Generalizing Monocular 3D Object Detection
It addresses generalization issues in monocular 3D object detection for applications like autonomous driving and robotics, but it appears incremental as it builds on existing methods with specific improvements.
This thesis tackled the challenge of generalizing monocular 3D object detection models to diverse scenarios like occlusions, datasets, object sizes, and camera parameters, resulting in proposed methods such as GrooMeD-NMS for occlusion robustness, DEVIANT backbones for dataset generalization, and SeaBird for large object detection.

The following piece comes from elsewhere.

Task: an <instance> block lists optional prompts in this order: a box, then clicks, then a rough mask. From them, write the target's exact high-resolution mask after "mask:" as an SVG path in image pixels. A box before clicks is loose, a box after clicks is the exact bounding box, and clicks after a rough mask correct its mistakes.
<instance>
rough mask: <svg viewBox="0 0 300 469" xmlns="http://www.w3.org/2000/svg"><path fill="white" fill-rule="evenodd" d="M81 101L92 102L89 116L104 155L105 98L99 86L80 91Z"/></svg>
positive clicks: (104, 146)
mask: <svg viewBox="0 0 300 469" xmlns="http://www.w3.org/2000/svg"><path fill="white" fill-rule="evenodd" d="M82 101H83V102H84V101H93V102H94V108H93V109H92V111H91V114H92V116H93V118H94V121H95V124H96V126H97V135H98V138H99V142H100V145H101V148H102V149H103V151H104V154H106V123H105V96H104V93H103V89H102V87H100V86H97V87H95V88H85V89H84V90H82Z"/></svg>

Monocular 3D object detection (Mono3D) is a fundamental computer vision task that estimates an object's class, 3D position, dimensions, and orientation from a single image. Its applications, including autonomous driving, augmented reality, and robotics, critically rely on accurate 3D environmental understanding. This thesis addresses the challenge of generalizing Mono3D models to diverse scenarios, including occlusions, datasets, object sizes, and camera parameters. To enhance occlusion robustness, we propose a mathematically differentiable NMS (GrooMeD-NMS). To improve generalization to new datasets, we explore depth equivariant (DEVIANT) backbones. We address the issue of large object detection, demonstrating that it's not solely a data imbalance or receptive field problem but also a noise sensitivity issue. To mitigate this, we introduce a segmentation-based approach in bird's-eye view with dice loss (SeaBird). Finally, we mathematically analyze the extrapolation of Mono3D models to unseen camera heights and improve Mono3D generalization in such out-of-distribution settings.